在沖米兵による新たな性的暴行事件が明らかになった。〈沖縄県内に住む成人女性に性的暴行をしたとして、県警が5日、不同意性交致傷の疑いで20代の米海兵隊の男を書類送検したことが捜査関係者への取材で分かった。県警は同日、県に事件を伝達した。/沖縄ではこの事件とは別の在沖縄米兵による二つの性的暴行事件が6月に相次いで発覚。県警や政府が事件を県に伝えていなかったことから、7月に情報共有体制が見直された。見直し後、今回が初の情報共有のケースとなった。/新たな事件が明るみに出たことで、県民の反発が強まることは必至だ。米軍の再発防止策の実効性も改めて問われる〉(5日、琉球新報電子版)。
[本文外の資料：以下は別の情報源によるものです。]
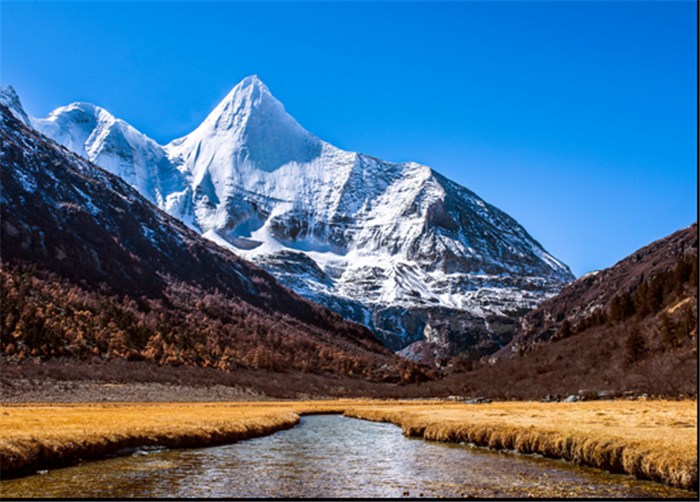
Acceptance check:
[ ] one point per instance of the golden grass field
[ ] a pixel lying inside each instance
(650, 439)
日本の新聞もこの事件については報じている。しかし、日本政府も日本人もこの事件を同胞が犠牲となった犯罪と受け止めていない。辺野古の新基地建設をめぐる埋め立てに関しても、日本でも報道はされている。しかし、日本人は自らの問題として受け止めていない。日本人からすると、沖縄での出来事がとても遠いのだ。
ここで重要なのは、日本のマスメディアや国民が意図的に沖縄で起きている否定的現実から目を背けているのではないということだ。沖縄に対する無関心というのが、日本人の集合的無意識になっているのだと筆者は見ている。差別が構造化されている場合、差別をしている側は自らが差別者であるという事実を認識していないのが通例だ。構造的差別が続いているうちに、いつのまにか沖縄が「日本の中の異国」になってしまったようだ。
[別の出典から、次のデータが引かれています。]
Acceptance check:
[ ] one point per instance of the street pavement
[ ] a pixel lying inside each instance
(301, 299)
生活習慣も沖縄と日本では、だいぶ異なるようになった。筆者が住んでいる東京ではコメ不足が深刻だ。スーパーの棚からコメが消えてから1カ月近くになる。しかし、沖縄での事情は異なるようだ。
<「コメ品薄のニュースが流れていますが、県内ではそうは感じません。どうして?」/那覇市の40代女性からりゅうちゃんねる取材班に疑問が寄せられた。その足でスーパーを回ると、どの店舗でも積み上げられたなじみの風景はそのままだ。県内のコメ事情を探った。/(中略)そもそも全国的なコメ不足はなぜ起きたのか。2023年産米は昨夏の台風や高温の影響で流通量が不足。ことし1月ごろには既にコメ不足を懸念する声が上がっていた。当然、仕入れ値も上昇していった。/その状況下で県内のコメ卸業者が取った対応は―。「お盆があるので赤字覚悟で買い足しを続けました」。どの企業からも同じような答えが返ってきた>(3日、琉球新報電子版)。
お盆に米不足で同胞の沖縄人に不安を抱かせてはいけないと、沖縄のコメ卸業者が、経済合理性に反する行動をとった。こういう助け合いの文化を、日本系沖縄人である筆者はとても誇りに感じている。沖縄の自己決定権強化に関する動きは、コメ市場においても現れている。こういう沖縄の強さを過小評価してはならない。日本人が沖縄人に無関心ならば、それはそれでいい。こちらからお願いして、構造的差別に安住する日本人と付き合ってもらう必要はない。沖縄人は沖縄の利益を第一義的に考えて、行動すればいい。